At the behest of environmental organizations, Congress created the Conservation Reserve Program (CRP) to entice farmers to grant long-term leases of highly-erodible land to the government.  Farmers pay the taxes, but are allowed only limited use of the land.  CRP is not a farm program, but an environmental one billed to the USDA.

There is also a Wetlands Reserve Program (WRP), again an inclusion in the farm bill to come from the USDA budget.  The WRP is a permanent or long-term lease arrangement to the government where landowners convert acreage from farmland to wetlands to nurture wildlife. 

If the environmental critics of the farm subsidies are honest, they will tell you they are all in favor of these environmental programs and especially in favor of the USDA paying for them from the farm bill.  I contend they criticize farm subsidies that go to farmers, not farm subsidies that enhance environmental agendas.

One of the biggest critics of farm subsidies is the Environmental Working Group (EWG).  EWG President Ken Cook testified before a House Ag Subcommittee recently requesting a dramatic increase in federal agricultural conservation programs.   To me, this means…‘don’t subsidize farmers for producing our food, instead use that money for environmental programs to return farmland back to nature, and then we can still claim farmers are being paid not to farm.’  Sweet!

One of the rich and famous people mentioned as a benefactor of farm subsidies is Ted Turner, the billionaire who founded CNN.  Turner, the nation’s largest landowner, reportedly received $590,823 during a 10-year period for farms he owns that are enrolled in conservation land.  How dare they compare Turner to real farmers!

Is it right Turner receive the money?  From my perspective, some ultra-wealthy people have a knack for beating the government out of taxes, whether finding loopholes not to pay or finding loopholes where they get paid federal tax dollars.  Don’t trash the farmers, fix the loopholes.

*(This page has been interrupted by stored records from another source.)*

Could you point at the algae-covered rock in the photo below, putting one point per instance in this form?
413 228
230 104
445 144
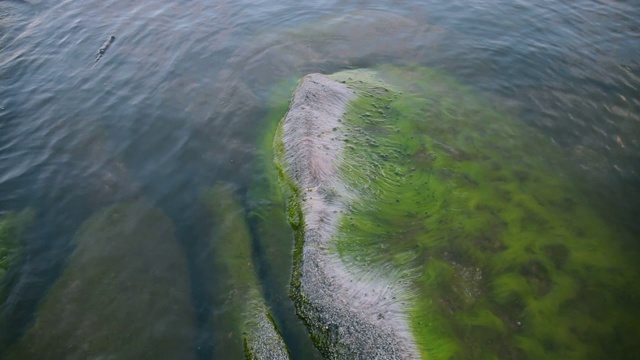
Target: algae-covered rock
11 242
124 293
429 225
12 227
242 316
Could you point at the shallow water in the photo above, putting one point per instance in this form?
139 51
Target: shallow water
177 102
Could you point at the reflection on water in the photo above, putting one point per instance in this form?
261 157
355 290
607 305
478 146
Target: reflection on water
177 101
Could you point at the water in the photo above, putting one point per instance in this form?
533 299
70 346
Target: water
176 103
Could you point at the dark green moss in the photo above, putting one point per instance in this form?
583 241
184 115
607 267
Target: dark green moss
487 212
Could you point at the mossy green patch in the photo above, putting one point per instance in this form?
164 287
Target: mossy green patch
509 260
123 294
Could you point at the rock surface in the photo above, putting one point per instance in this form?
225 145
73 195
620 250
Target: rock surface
428 224
242 315
124 294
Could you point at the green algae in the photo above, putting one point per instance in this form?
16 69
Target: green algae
123 294
12 226
243 319
506 255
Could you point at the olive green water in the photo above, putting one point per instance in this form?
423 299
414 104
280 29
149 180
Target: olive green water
507 255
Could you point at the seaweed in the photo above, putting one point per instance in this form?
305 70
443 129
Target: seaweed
242 315
124 293
505 254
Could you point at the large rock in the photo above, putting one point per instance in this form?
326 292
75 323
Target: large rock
241 316
124 294
12 227
430 225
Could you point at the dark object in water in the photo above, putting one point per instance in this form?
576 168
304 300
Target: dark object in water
104 47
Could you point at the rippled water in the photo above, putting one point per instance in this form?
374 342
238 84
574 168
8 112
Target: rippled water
175 104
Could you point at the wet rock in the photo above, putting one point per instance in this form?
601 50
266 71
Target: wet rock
241 316
428 224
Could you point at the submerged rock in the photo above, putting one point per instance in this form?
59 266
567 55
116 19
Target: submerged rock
11 243
429 225
12 227
124 294
242 316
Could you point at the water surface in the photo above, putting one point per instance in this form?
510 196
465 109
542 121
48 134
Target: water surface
177 102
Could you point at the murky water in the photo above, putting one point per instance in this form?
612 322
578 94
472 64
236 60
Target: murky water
177 101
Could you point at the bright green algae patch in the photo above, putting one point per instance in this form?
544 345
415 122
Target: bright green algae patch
508 259
124 293
244 319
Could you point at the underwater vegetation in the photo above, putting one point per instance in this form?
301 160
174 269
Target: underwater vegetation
243 317
12 228
12 225
125 293
411 195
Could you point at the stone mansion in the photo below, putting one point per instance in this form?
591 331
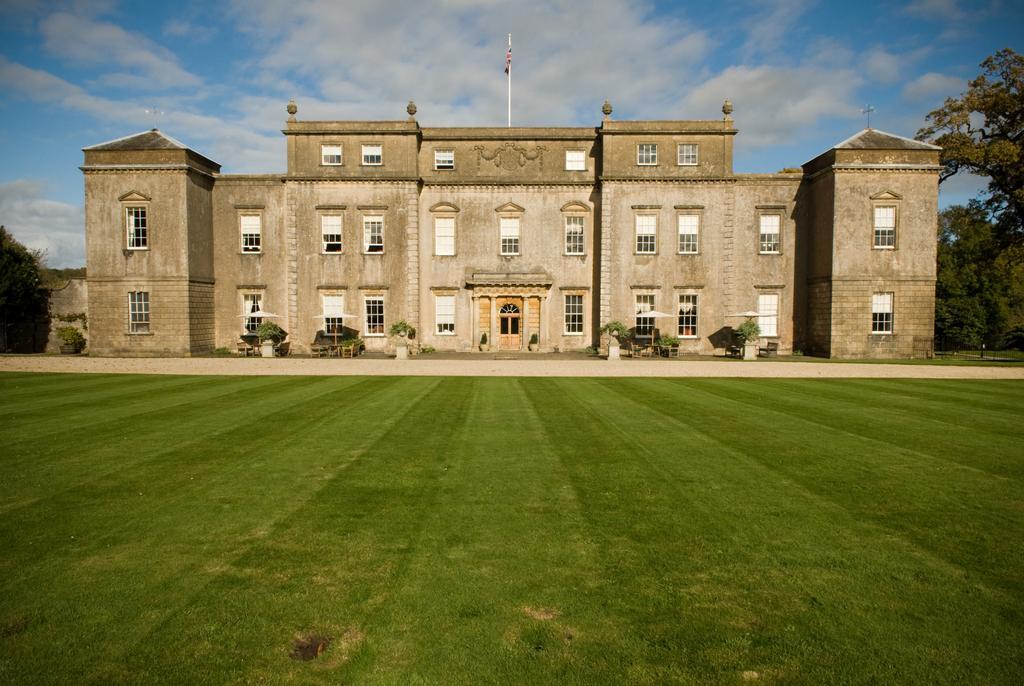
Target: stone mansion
511 232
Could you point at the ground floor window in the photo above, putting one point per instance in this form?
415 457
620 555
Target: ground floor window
444 314
768 313
334 306
882 313
375 315
252 302
573 314
645 325
688 315
138 312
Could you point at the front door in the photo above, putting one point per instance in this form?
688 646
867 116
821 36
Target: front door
510 324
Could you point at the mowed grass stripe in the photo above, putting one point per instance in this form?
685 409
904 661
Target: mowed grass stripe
82 453
659 531
792 561
293 567
186 545
916 496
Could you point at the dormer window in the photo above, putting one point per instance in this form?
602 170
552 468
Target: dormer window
331 155
647 154
373 155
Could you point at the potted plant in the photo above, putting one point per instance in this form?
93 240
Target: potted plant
72 340
269 336
748 333
617 334
402 331
669 344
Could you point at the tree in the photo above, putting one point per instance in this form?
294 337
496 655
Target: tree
980 290
982 132
20 296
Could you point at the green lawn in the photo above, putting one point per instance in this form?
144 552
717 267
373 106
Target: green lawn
187 529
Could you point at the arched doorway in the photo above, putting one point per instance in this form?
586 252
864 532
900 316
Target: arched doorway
510 324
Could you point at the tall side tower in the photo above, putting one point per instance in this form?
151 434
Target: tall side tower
870 262
148 246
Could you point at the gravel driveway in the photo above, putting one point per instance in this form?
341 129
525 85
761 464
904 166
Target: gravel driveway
487 366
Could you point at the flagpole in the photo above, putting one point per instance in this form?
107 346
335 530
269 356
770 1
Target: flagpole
509 72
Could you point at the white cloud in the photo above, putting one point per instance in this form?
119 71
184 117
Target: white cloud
57 228
933 86
773 104
84 40
450 58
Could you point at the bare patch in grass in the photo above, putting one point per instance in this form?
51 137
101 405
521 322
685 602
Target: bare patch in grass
309 647
14 626
541 613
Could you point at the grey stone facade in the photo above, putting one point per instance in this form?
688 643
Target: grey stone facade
605 219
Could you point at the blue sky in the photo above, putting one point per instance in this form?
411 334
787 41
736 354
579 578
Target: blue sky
798 73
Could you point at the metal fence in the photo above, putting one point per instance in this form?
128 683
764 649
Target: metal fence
954 350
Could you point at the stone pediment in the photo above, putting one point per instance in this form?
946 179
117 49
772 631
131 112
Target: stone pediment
509 157
134 197
887 195
510 208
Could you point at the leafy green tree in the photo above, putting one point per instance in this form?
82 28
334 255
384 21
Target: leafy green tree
980 291
20 295
982 132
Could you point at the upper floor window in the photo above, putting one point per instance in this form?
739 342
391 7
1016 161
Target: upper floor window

What I find particularly interesting about Turner is his foundation is listed by the Environmental Working Group as one of the private charitable foundations whose grants supply the majority of EWG’s funding.  Turner funds EWG, then EWG lists Turner as one of the rich people receiving farm subsidies.

Seems to me Turner is collecting tax dollars to allow EWG to use his name as an example of misdirection of tax dollars.  EWG then lobbies to take the farm subsidies and direct them to environmental purposes both EWG and Turner support.  I’m feeling sick to my stomach.

 (Denny Banister, of Jefferson City, Mo., is the assistant director of public affairs for the Missouri Farm Bureau, the state’s largest farm organization.)